- Official poster
- 从天儿降
- Directed by: Wei Nan Wei Min
- Written by: Xi Li; Pan Jingdu; Wei Min; Jun Yang; You Sihan;
- Produced by: Zhang Ziyi Wei Nan
- Starring: Lay Zhang Li Xiaolu Cheney Chen Coco Jiang Wen
- Production companies: Beijing Starlit Entertainment Co., Ltd China Film Co., LTD Le Vision Pictures Youth Film Studio of Beijing Film Academy Beijing MaxTimes Culture Development Co., Ltd.
- Distributed by: China Film Co., Ltd. Beijing Film Distribution Branch Wuzhou Film Distribution Beijing Starlit Entertainment Co., Ltd
- Release date: December 4, 2015 (China);
- Running time: 99 minutes
- Country: China
- Language: Mandarin
- Box office: CN¥56 million

= Oh My God (2015 film) =

Oh My God (从天儿降) (also known as The Baby from the Universe and Children Fallen from the Skies) is a 2015 Chinese romantic comedy science fiction film directed by Wei Nan and Wei Min and produced by Zhang Ziyi. The film stars Lay Zhang, Li Xiaolu, Cheney Chen and Coco Jiang Wen.

==Plot==
The movie tells the story of a couple who fervently prayed for a blessing. In answer to their earnest request, the heavens gifted them with a child. From then on, the new family of two couples traverses the happy and sad paths of life.
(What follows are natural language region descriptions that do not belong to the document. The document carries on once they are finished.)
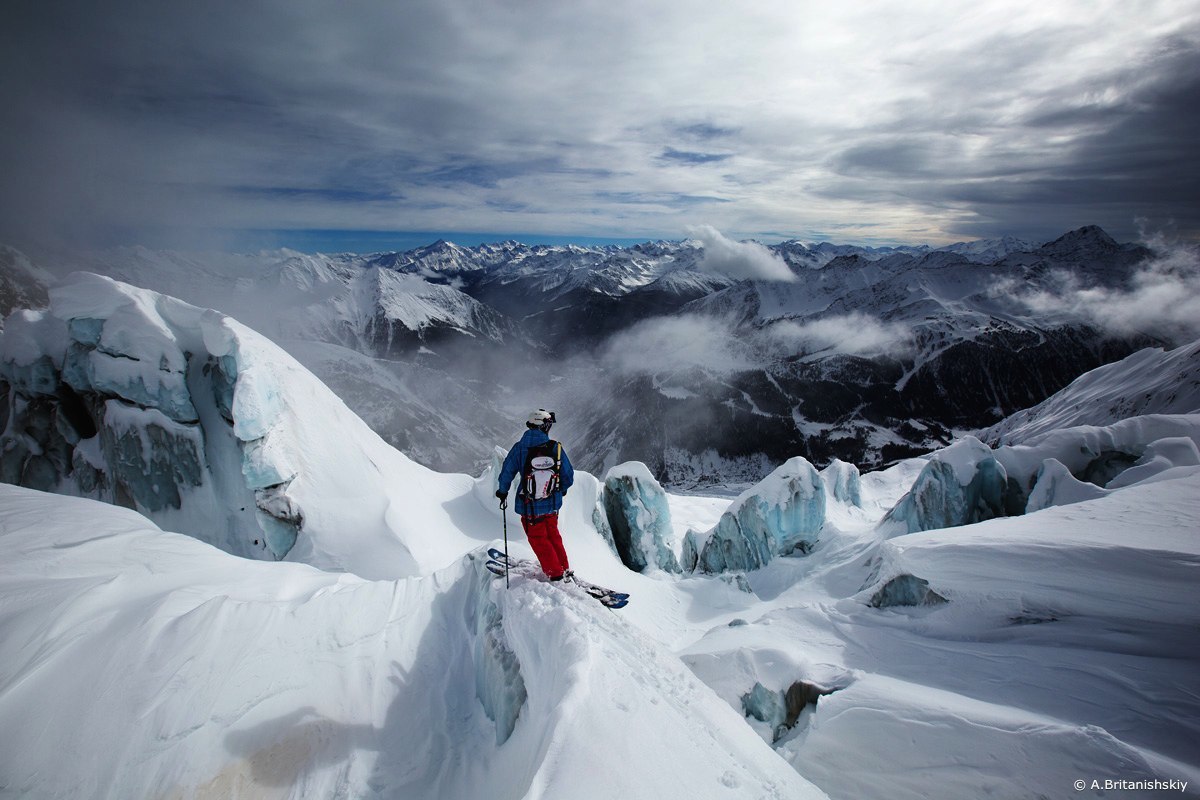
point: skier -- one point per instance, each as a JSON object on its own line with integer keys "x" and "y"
{"x": 546, "y": 475}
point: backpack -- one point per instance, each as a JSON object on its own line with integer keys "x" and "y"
{"x": 539, "y": 480}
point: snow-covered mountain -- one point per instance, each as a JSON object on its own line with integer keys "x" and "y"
{"x": 1149, "y": 382}
{"x": 869, "y": 355}
{"x": 864, "y": 359}
{"x": 136, "y": 398}
{"x": 856, "y": 660}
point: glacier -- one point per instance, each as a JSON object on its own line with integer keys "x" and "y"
{"x": 639, "y": 518}
{"x": 779, "y": 516}
{"x": 379, "y": 659}
{"x": 133, "y": 397}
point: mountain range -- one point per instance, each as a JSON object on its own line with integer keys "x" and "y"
{"x": 658, "y": 352}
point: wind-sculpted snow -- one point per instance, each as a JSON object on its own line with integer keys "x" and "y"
{"x": 233, "y": 678}
{"x": 779, "y": 516}
{"x": 136, "y": 398}
{"x": 960, "y": 485}
{"x": 1149, "y": 382}
{"x": 639, "y": 518}
{"x": 971, "y": 482}
{"x": 843, "y": 482}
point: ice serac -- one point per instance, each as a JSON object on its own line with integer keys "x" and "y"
{"x": 639, "y": 518}
{"x": 843, "y": 483}
{"x": 1056, "y": 486}
{"x": 780, "y": 515}
{"x": 136, "y": 398}
{"x": 960, "y": 485}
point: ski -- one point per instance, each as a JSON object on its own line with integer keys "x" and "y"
{"x": 609, "y": 597}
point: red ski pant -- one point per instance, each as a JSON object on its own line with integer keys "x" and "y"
{"x": 546, "y": 543}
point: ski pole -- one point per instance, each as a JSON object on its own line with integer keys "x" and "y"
{"x": 504, "y": 518}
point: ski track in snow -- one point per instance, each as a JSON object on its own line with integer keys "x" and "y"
{"x": 136, "y": 662}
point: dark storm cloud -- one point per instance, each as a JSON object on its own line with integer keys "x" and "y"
{"x": 552, "y": 118}
{"x": 1063, "y": 164}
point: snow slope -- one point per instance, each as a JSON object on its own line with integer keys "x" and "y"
{"x": 211, "y": 675}
{"x": 1149, "y": 382}
{"x": 1066, "y": 650}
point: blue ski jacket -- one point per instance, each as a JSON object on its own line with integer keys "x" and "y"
{"x": 514, "y": 464}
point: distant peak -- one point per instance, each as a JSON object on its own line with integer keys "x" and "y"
{"x": 1086, "y": 236}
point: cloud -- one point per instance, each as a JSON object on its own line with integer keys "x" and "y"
{"x": 1162, "y": 298}
{"x": 673, "y": 344}
{"x": 853, "y": 334}
{"x": 738, "y": 259}
{"x": 449, "y": 115}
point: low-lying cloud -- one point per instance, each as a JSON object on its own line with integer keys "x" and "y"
{"x": 738, "y": 259}
{"x": 853, "y": 334}
{"x": 1161, "y": 299}
{"x": 667, "y": 344}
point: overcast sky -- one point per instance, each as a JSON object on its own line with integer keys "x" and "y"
{"x": 877, "y": 122}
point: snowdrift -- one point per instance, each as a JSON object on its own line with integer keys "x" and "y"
{"x": 1149, "y": 382}
{"x": 213, "y": 675}
{"x": 971, "y": 482}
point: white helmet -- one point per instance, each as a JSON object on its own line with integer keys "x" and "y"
{"x": 541, "y": 416}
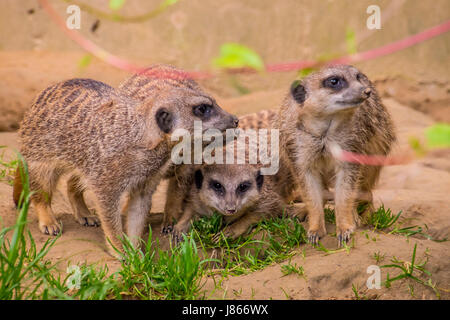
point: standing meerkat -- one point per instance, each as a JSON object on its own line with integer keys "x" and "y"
{"x": 336, "y": 106}
{"x": 116, "y": 146}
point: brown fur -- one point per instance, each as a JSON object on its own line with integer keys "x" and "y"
{"x": 185, "y": 202}
{"x": 116, "y": 146}
{"x": 313, "y": 118}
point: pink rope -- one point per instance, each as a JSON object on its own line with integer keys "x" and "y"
{"x": 278, "y": 67}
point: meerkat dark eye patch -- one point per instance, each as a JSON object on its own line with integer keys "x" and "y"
{"x": 298, "y": 91}
{"x": 203, "y": 111}
{"x": 164, "y": 120}
{"x": 198, "y": 178}
{"x": 336, "y": 83}
{"x": 243, "y": 187}
{"x": 259, "y": 180}
{"x": 217, "y": 187}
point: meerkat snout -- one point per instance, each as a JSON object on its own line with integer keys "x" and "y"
{"x": 367, "y": 92}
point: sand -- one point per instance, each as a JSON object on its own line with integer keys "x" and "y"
{"x": 420, "y": 189}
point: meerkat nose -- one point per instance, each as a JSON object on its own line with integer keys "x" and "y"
{"x": 367, "y": 91}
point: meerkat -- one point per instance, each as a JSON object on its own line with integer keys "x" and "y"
{"x": 239, "y": 192}
{"x": 336, "y": 106}
{"x": 116, "y": 146}
{"x": 182, "y": 181}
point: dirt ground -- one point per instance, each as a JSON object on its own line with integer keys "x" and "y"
{"x": 419, "y": 189}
Chen Mo and Mo Han, Le Yi and Mega are a pair of couples which are close friends. The four young people live together in the same residence and lead a nonchalant and carefree life. Suddenly on one faithful day, a meteor crashed onto their rooftop which morphed into a lovely baby which came to them in their sleep. Astonished about the overnight presence, the four were rendered perplexed. The four soon became baby sitters and were the frenzied by the task. Gradually they found this "everyone's" baby possesses magical powers! Followed by a string of events, they were matured by the responsibilities and fostering of the baby.

==Cast==
- Zhang Yixing as Le Yi
- Li Xiaolu as Lu Miga
- Cheney Chen as Chen Mo
- Coco Jiang Wen as Mohan
- Zhang Ziyi as herself

== Soundtrack ==

The song was sung by Lay, Li Xiaolu and Coco Jiang Wen.

| No. | Title | Writer(s) | Length |
|---|---|---|---|
| 1. | "Happy Youth" | Lay | 03:37 |

== Release and reception ==

=== Box office ===
The film grossed CN¥56 million at the Chinese box office.

=== Accolades ===

List of awards and nominations
Award: Category; Nominee; Results; Ref.
The 7th Golden Broom Awards for Chinese Films: Most Disappointing Film; Won
Most Disappointing Director: Wei Nan and Wei Min
The 6th Douban Film Awards: Lousiest Movie; Won
Lousiest Director: Wei Nan and Wei Min
Lousiest Actor: Chen Xuedong; Won
The 2nd Douban Film Annual: Lowest Rating Chinese Movie; Won

=== Critical response ===
There were mixed opinions about the film. The film garnered substantial reviews that questioned the overall logicality and the abrupt ending. However, actor Chen Xuedong was still praised by netizens for their improved acting skills and the plot of man baby-sitting infants with highlights on responsibility and family life.

=== Ratings ===
The movie garnered a 7.6/10 rating and 31,877,503 viewers on Youku. Mtime rated the movie at 5.0/10.

== Promotion ==

=== Premiere ===
On August 4, a pre-release premiere was held to introduce the cast and announce the prospects of the film. Two subsequent premieres were held at Beijing on November 3 and December 1.

=== Music video ===
A music video featuring the singers of the theme song, Zhang Yixing (Lay), Li Xiaolu and Coco Jiang Wen was dropped one day before the release of the film. The song was composed by Zhang Yixing himself.